Unveiling the Role of Intermittent Electrostimulation: Enhancing Microbial Metabolism and Electron Transfer in Electroactive Biofilms to Optimize V(V) Reduction and Immobilization

Intermittent electrostimulation plays a crucial role in the microbial processing of toxic vanadate [V(V)], influencing microbial metabolism, extracellular polymeric substances (EPS) secretion, and population dynamics. However, its influence on these aspects, particularly regarding microbial metabolism pathways and electron transfer mechanisms mediated by microbial metabolic activities, remains inadequately elucidated. Herein, electric-stimulated reactors incorporating different electrostimulation modes (continuous, intermittent, and none) were constructed and operated for over 150 days, with or without electroactive bacteria (EAB), to evaluate the V(V) reduction and immobilization. The bioreactor employing intermittent electrostimulation with an EAB-enriched inoculum (IP/AS-EB) showed rapid and efficient startup, achieving stable performance with significantly higher V(V) reduction efficiency (RE: 95.8%) and immobilization efficiency (IE: 93.1%) compared to those with continuous electrostimulation (CP/AS-EB: RE, 89.4%; IE, 68.9%) and control groups (AS-EB Ctrl: RE, 65.1%; IE, 52.5%). The reduction product included amorphous VO(OH)₂ and CaV₂(PO₄)₂(OH)₄·3H₂O, both occurring either intracellularly or extracellularly. Increased activity in the IP/AS-EB reactor results from enhanced targeted microbial and EPS, significantly enriching species like Geobacter, Petrimonas, Rhodococcus, Sedimentibacter, and Christensenellaceae_R-7_group. Total EPS, particularly humic-like substances and proteins, was significantly higher in IP/AS and IP/AS-EB reactors than in CP/AS, CP/AS-EB, and control groups.
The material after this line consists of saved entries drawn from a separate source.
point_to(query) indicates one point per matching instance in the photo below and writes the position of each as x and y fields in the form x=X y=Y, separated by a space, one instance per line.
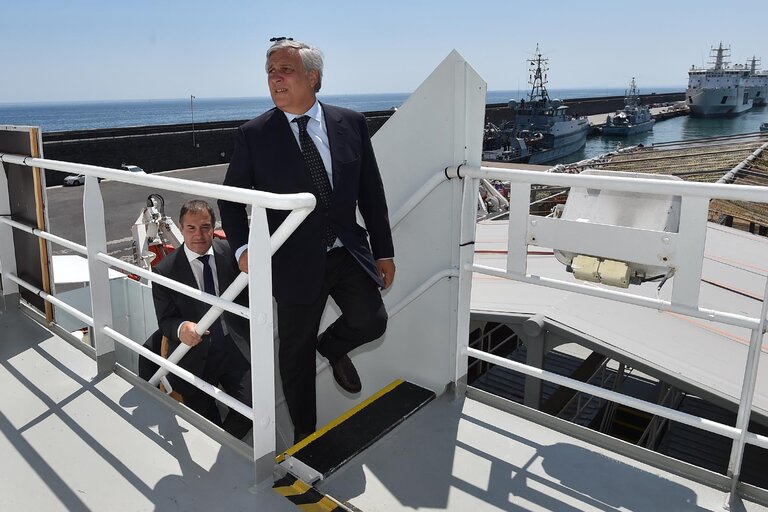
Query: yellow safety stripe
x=307 y=498
x=341 y=419
x=297 y=487
x=324 y=505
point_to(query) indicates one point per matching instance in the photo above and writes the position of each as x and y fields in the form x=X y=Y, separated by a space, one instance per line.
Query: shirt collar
x=315 y=112
x=192 y=255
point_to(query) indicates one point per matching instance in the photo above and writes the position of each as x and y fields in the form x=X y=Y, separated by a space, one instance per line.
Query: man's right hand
x=188 y=334
x=242 y=263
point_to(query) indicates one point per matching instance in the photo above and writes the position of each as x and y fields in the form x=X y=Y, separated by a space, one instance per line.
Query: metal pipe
x=198 y=382
x=277 y=239
x=729 y=177
x=234 y=194
x=643 y=186
x=87 y=320
x=44 y=234
x=747 y=395
x=661 y=305
x=194 y=293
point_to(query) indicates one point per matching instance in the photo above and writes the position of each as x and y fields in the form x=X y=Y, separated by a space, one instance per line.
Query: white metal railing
x=262 y=412
x=685 y=299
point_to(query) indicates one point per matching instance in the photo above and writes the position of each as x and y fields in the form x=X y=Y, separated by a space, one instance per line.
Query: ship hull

Besides, proteomic analysis further indicated that intermittent electrostimulation enriched bacteria capable of producing significant amounts of humic substances, redox-active proteins, and electron transfer proteins. These components, along with endogenous electron mediators identified via metabolomic analyses, effectively facilitated electron transfer within respiratory chains and interspecies. This study elucidates how intermittent electrostimulation boosts specific microbial communities and their metabolic pathways, offering insights into optimizing V(V) reduction processes and broadening their potential applications in heavy metal bioremediation.